But, the employee argued that the health plan was ''not generous enough'' because his salary will wither over time due to inflation.
Notably, Mr Clifford first went on sick leave in September 2008 and things remained as such until 2013 when he raised a grievance. Heeding his complaint, IBM offered him a 'compromise agreement' where he was put onto the company's disability plan so he wouldn't be dismissed. Under the plan, a person who is unable to work is not dismissed but remains an employee and has ''no obligation to work''.
An employee on the plan has a 'right' until recovery, retirement, or death if earlier, to be paid 75% of agreed earnings. In his case, his agreed salary was 72,037 pounds, meaning from 2013 he would be paid 54,028 pounds per year after 25% was deducted. The plan was fixed in place for more than 30 years until he reached retirement age at 65.
In February 2022, he took IBM to an employment tribunal on claims of disability discrimination. He said, "The point of the plan was to give security to employees not able to work - that was not achieved if payments were forever frozen."
However, things didn't go according to his plan, as an employment tribunal dismissed his claims, with a judge telling him he has been given a "very substantial benefit" and "favourable treatment".
Judge Housego said, “That active employee may get pay rises, but inactive employees do not, is a difference, but is not, in my judgment, a detriment caused by something arising from disability.

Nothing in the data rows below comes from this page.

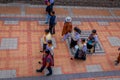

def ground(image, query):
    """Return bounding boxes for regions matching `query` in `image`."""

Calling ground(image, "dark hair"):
[51,11,55,14]
[74,27,81,34]
[92,29,97,33]
[48,40,52,44]
[81,38,85,42]
[45,49,50,54]
[45,29,50,33]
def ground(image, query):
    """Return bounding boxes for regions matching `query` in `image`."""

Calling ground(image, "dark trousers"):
[40,66,52,74]
[43,44,47,51]
[49,25,55,34]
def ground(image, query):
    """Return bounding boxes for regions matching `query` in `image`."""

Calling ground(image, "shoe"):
[36,69,42,72]
[46,73,52,76]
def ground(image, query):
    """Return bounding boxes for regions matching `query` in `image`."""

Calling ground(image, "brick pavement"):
[0,4,120,80]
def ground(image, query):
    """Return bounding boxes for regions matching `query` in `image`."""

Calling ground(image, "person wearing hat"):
[70,27,81,48]
[62,16,72,40]
[87,29,98,53]
[40,29,52,52]
[36,50,54,76]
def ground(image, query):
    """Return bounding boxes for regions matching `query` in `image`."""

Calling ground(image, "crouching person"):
[74,38,87,60]
[36,50,54,76]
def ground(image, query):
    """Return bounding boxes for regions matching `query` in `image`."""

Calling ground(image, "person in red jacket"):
[36,50,54,76]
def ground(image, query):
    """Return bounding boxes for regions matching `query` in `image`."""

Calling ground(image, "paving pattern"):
[0,4,120,80]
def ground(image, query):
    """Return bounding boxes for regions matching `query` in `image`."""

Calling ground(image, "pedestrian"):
[115,48,120,65]
[45,1,53,24]
[46,40,54,57]
[40,29,52,52]
[36,50,54,76]
[70,27,81,48]
[49,11,56,34]
[62,16,72,40]
[87,29,98,53]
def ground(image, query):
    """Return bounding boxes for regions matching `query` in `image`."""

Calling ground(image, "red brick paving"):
[72,9,111,16]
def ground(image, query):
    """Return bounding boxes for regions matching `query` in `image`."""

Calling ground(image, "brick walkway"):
[0,4,120,80]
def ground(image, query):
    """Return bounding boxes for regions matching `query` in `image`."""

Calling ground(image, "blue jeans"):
[45,14,51,23]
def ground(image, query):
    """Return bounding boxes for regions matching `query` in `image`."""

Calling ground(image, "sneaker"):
[46,73,52,76]
[36,69,42,72]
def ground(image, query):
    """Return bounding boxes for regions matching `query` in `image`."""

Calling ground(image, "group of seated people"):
[63,27,98,60]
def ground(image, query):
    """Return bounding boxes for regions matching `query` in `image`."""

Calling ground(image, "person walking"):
[62,16,72,41]
[49,11,56,34]
[87,29,98,53]
[36,50,54,76]
[70,27,81,48]
[115,48,120,65]
[40,29,52,52]
[45,1,53,24]
[48,0,54,9]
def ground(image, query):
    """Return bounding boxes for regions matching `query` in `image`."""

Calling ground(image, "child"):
[115,48,120,65]
[87,29,98,53]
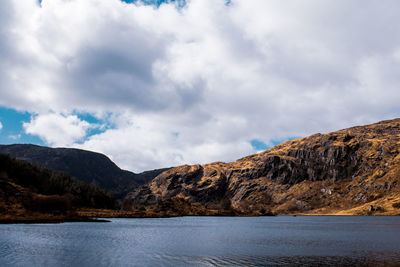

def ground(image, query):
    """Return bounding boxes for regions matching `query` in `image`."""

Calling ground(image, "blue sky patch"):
[0,107,44,145]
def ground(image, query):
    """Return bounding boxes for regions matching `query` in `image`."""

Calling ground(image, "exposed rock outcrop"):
[124,119,400,215]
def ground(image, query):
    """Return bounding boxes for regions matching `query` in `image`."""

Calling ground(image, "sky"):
[0,0,400,172]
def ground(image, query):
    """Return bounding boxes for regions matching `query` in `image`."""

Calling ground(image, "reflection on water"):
[0,216,400,266]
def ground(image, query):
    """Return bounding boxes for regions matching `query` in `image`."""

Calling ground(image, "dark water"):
[0,216,400,266]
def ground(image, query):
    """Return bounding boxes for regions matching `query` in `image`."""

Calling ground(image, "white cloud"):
[0,0,400,170]
[23,113,90,146]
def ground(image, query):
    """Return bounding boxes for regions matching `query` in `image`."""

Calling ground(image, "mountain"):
[0,155,118,223]
[124,119,400,215]
[0,144,167,198]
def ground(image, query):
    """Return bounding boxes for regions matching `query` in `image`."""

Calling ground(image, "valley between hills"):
[0,119,400,222]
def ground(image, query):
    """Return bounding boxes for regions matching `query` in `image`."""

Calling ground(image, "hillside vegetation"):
[0,155,118,221]
[124,119,400,215]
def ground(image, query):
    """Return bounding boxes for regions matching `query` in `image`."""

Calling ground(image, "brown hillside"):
[124,119,400,215]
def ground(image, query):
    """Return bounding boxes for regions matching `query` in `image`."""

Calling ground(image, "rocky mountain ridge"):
[124,119,400,215]
[0,144,168,198]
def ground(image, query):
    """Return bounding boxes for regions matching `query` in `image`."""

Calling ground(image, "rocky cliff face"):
[125,119,400,215]
[0,144,167,198]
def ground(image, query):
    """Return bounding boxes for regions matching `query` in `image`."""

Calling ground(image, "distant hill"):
[0,155,119,223]
[0,144,167,198]
[124,119,400,215]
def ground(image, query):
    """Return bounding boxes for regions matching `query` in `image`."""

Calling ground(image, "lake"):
[0,216,400,266]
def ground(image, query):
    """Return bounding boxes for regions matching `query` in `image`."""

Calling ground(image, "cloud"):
[23,113,91,146]
[0,0,400,170]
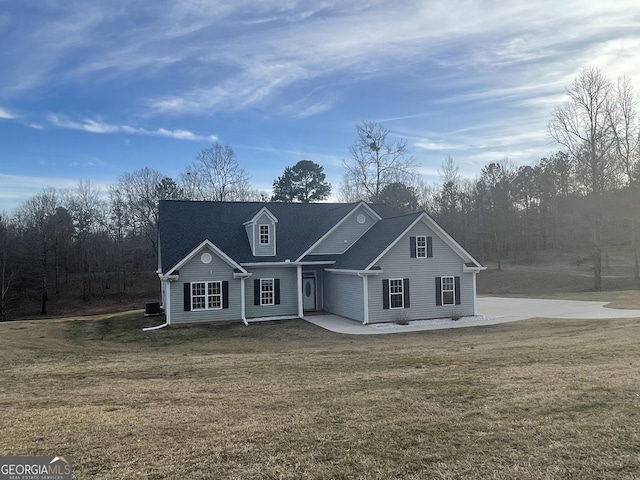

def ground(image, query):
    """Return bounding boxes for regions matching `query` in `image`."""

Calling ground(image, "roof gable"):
[333,211,480,271]
[158,200,390,272]
[166,240,247,275]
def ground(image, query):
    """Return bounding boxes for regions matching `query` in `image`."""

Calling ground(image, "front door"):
[302,277,316,310]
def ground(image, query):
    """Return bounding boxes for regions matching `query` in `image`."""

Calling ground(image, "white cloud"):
[0,107,18,120]
[49,115,218,142]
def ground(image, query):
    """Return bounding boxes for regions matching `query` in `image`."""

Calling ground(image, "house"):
[158,201,484,326]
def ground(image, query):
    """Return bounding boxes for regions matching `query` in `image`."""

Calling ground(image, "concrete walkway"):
[304,297,640,335]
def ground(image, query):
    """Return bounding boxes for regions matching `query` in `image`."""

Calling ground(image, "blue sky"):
[0,0,640,211]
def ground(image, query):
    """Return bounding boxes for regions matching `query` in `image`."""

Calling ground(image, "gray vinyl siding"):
[244,223,255,252]
[253,213,277,257]
[245,266,298,318]
[323,271,364,321]
[309,207,376,255]
[302,266,324,310]
[368,222,474,323]
[170,247,242,324]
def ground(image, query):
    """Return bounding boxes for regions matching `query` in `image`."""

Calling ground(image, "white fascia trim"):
[462,263,487,273]
[424,212,486,270]
[324,268,383,277]
[242,262,306,268]
[233,272,253,278]
[158,273,180,282]
[296,201,382,262]
[167,240,248,275]
[367,212,480,269]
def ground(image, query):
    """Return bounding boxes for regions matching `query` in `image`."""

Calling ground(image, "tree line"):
[0,64,640,320]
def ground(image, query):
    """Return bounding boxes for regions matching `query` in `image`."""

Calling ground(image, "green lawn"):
[0,312,640,480]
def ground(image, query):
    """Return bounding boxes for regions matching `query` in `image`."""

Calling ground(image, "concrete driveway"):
[304,297,640,335]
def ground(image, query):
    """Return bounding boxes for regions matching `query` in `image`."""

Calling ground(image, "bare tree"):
[16,188,58,315]
[611,77,640,285]
[339,121,417,202]
[548,67,620,290]
[112,167,165,246]
[180,143,251,202]
[67,180,107,300]
[610,77,640,185]
[0,214,14,322]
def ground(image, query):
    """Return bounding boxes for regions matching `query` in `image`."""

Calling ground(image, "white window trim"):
[416,235,427,258]
[258,223,271,245]
[191,280,222,312]
[260,278,276,306]
[440,277,456,305]
[389,278,404,310]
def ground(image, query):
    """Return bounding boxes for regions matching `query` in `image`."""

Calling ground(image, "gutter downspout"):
[296,265,304,318]
[358,273,369,325]
[142,277,171,332]
[240,276,249,327]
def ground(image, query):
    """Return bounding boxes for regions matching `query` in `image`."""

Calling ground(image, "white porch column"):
[472,272,478,316]
[240,277,249,325]
[162,280,171,325]
[296,265,304,318]
[362,275,369,325]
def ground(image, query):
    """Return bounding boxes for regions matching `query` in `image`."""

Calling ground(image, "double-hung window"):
[416,236,427,258]
[191,282,222,310]
[440,277,456,305]
[389,278,404,308]
[260,278,274,305]
[260,225,269,245]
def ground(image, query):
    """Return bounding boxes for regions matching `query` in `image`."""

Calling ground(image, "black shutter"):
[222,280,229,308]
[253,278,260,305]
[382,279,389,310]
[402,278,411,308]
[184,283,191,312]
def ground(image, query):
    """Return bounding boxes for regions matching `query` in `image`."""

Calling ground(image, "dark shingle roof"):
[158,201,389,273]
[331,212,424,270]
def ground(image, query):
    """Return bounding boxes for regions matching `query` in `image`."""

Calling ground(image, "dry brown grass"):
[0,313,640,479]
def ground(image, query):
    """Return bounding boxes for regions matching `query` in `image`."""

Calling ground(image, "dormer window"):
[260,225,270,245]
[243,207,278,257]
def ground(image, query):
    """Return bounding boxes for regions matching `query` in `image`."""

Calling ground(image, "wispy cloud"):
[0,107,18,120]
[49,115,218,142]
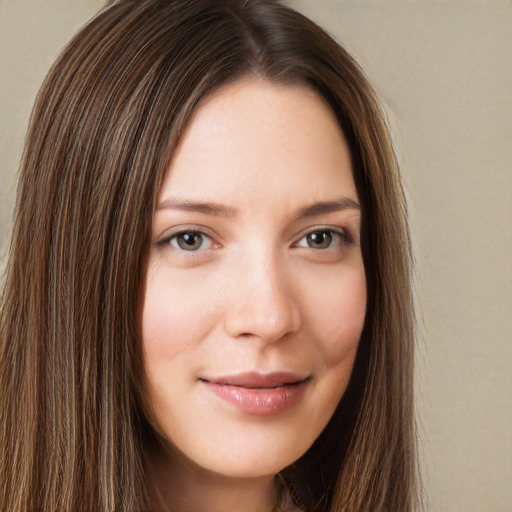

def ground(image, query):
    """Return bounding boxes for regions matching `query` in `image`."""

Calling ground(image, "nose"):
[225,255,301,343]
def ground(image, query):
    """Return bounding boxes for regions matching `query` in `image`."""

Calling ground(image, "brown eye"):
[294,229,347,250]
[169,231,212,251]
[306,231,333,249]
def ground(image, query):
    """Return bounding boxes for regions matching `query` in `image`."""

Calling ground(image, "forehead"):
[160,79,357,204]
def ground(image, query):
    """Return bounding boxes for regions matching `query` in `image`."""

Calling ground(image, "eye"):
[295,229,346,249]
[168,231,212,251]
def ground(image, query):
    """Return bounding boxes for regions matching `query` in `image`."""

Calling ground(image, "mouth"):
[199,372,311,416]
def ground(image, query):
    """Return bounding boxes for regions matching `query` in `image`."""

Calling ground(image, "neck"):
[148,444,278,512]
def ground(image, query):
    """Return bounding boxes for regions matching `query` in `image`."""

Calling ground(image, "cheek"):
[309,263,366,366]
[142,262,218,362]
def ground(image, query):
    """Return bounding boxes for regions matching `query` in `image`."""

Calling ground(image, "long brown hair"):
[0,0,417,512]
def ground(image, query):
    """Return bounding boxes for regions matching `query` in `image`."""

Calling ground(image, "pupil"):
[178,233,201,250]
[308,231,332,249]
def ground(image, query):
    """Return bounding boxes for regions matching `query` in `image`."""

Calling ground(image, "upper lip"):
[200,371,309,389]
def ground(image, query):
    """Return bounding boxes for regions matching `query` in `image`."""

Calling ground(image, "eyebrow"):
[156,197,361,219]
[156,197,238,217]
[298,197,361,219]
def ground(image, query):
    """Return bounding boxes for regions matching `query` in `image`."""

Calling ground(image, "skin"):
[142,79,366,512]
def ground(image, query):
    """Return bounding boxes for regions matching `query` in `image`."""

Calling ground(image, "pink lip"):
[201,372,310,416]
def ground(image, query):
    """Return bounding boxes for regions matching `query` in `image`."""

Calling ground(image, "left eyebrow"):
[297,197,361,219]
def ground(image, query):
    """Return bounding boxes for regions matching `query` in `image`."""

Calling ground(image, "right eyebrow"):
[156,197,238,217]
[298,197,361,219]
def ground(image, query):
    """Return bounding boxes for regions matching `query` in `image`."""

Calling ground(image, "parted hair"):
[0,0,418,512]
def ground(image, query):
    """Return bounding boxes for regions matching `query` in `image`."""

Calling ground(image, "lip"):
[200,372,311,416]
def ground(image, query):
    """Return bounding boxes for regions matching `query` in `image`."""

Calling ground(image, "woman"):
[0,0,416,512]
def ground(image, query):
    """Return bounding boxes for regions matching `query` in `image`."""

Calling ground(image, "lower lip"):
[203,381,308,416]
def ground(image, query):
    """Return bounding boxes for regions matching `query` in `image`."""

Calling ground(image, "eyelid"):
[292,225,353,250]
[155,224,220,253]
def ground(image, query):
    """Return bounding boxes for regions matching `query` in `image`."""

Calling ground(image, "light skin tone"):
[138,78,366,512]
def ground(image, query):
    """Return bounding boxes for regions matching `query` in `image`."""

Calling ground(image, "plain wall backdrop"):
[0,0,512,512]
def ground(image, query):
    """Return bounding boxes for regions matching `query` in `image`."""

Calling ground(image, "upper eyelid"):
[156,224,218,243]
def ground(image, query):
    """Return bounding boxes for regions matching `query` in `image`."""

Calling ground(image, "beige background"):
[0,0,512,512]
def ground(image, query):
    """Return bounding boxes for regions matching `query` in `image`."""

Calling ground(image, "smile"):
[200,372,311,416]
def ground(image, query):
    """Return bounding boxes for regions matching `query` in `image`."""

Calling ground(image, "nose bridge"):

The complaint is in fact that the benefit of being an inactive employee on the plan is not generous enough because the payments have been at a fixed level since April 6, 2013, now 10 years, and may remain so.
''The claim is that the absence of an increase in salary is disability discrimination because it is less favourable treatment than afforded those not disabled. This contention is not sustainable because only the disabled can benefit from the plan. It is not disability discrimination that the plan is not even more generous. Even if the value of the £50,000 a year halved over 30 years, it is still a very substantial benefit.''
''It is more favourable treatment, not less,'' he concluded.